Incidentally, I've noticed a worrying difference between email spam and weblog spam. With email spam, the spammer can maybe approximate your spam list (after all, even spammers get spam), but they can't see your non-spam list without cracking your email account. On the other hand, with weblog spam no one sees the spam you deleted, but all the non-spam comments are right there for everyone to see and parse. It would be trivial for a comment spammer to post an exact repeat of someone else's comment but with Viagra links all over the place. In the long run, a Bayesean filter for comment spam might degenerate into an IP and URL blacklist. Is there any algorithmic defense against an attacker who has access to everything previously blessed by the algorithm?

Posted by Jeremy Penner at Tue May 18 2004 02:28

First thing that popped into my head -- run a Bayesean filter on the pages linked in the comments, as well? I mean, I suppose the spammer could link to well-behaved pages with no pop-up porn ads and everything spelled correctly, but I imagine that's kind of like losing, for spammers.
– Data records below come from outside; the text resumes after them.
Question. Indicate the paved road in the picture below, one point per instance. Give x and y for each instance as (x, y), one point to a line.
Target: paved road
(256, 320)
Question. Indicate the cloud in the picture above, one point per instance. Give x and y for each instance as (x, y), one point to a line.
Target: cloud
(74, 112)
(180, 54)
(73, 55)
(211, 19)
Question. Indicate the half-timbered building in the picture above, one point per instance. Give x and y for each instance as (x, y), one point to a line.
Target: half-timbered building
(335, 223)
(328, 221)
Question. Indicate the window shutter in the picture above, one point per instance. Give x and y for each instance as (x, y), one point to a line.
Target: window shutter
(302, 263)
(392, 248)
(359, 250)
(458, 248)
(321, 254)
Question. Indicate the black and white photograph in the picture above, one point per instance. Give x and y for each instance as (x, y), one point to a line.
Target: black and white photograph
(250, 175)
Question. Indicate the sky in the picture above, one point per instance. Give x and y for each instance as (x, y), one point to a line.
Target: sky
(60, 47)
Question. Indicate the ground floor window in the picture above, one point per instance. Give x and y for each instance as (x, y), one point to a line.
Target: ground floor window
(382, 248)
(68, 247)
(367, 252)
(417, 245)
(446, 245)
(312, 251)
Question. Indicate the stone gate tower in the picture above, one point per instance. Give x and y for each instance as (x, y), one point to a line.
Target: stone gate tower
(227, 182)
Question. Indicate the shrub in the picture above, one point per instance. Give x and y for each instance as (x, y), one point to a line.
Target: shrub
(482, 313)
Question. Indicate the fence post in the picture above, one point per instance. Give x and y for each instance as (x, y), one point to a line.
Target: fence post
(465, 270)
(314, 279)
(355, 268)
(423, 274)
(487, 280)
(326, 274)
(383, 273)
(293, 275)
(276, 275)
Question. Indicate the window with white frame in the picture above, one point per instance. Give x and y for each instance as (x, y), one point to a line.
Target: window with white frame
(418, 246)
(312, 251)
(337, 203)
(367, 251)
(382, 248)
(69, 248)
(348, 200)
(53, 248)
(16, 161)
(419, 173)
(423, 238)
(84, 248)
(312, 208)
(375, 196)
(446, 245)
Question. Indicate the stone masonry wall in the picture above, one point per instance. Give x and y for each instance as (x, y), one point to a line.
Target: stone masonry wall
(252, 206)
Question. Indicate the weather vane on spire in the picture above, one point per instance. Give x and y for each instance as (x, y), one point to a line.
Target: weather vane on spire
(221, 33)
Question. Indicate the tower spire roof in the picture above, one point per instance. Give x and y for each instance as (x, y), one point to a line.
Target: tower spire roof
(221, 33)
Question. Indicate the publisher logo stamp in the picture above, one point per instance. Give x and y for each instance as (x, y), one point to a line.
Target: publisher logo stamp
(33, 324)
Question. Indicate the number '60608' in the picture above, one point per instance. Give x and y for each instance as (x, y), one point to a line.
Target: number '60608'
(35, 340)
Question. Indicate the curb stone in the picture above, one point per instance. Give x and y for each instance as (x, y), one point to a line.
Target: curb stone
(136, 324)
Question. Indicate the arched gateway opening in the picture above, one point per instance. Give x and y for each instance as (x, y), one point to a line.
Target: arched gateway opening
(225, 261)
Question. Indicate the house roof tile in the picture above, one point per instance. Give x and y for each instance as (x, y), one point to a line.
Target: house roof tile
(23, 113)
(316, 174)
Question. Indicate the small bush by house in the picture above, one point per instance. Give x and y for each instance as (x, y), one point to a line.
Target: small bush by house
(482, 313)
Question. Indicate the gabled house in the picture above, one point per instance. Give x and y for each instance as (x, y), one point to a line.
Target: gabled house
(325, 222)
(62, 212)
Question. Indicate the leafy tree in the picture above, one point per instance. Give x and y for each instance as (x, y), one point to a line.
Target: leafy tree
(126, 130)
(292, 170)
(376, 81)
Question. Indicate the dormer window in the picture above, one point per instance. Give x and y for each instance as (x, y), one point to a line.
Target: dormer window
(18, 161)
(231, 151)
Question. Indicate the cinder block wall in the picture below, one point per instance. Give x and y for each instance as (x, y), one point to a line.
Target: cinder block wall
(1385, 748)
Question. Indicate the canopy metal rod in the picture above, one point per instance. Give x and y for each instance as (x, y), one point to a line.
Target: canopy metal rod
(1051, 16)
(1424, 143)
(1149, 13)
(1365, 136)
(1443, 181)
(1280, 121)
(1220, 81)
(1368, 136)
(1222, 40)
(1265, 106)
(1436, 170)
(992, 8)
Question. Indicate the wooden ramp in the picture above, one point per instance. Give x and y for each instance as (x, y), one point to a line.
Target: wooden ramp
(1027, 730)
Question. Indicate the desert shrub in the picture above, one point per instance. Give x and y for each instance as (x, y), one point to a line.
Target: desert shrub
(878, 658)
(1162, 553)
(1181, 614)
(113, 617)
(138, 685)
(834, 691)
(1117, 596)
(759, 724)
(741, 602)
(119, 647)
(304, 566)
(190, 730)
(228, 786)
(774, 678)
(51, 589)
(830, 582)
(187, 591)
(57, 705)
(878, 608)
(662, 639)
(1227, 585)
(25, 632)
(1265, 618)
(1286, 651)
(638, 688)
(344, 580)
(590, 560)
Posted by Leonard at Tue May 18 2004 03:14

Good idea! I remember this being talked about in conjunction with email spam filtering, but consensus was that it would create a DDOS on the hosting site. The idea was dropped rather than give attackers against an innocent website a powerful new DDOS tool. Weblog spam is orders of magnitude slower to put up than email spam, and weblog software has a much bigger ecosystem than spam filter software, so I think there could be room for a tool that does this sort of checking (especially since people are talking about weblog programs that *archive* every link ever mentioned).

The only problem I can see is the presence of an obvious countermeasure: put up an inoccuous site, then five minutes after the weblog spam change it to a Viagra-fest.

Posted by josh at Wed May 19 2004 21:20

Posted by Leonard at Thu May 20 2004 01:15

How about this: *compared to me*, you are obsessed with sports. :)

Thanks a lot for your MT help, by the way.

Posted by josh at Thu May 20 2004 11:44

hah! fair enough.

congrats on all of the NB development! I think I'm going to try it out again soon.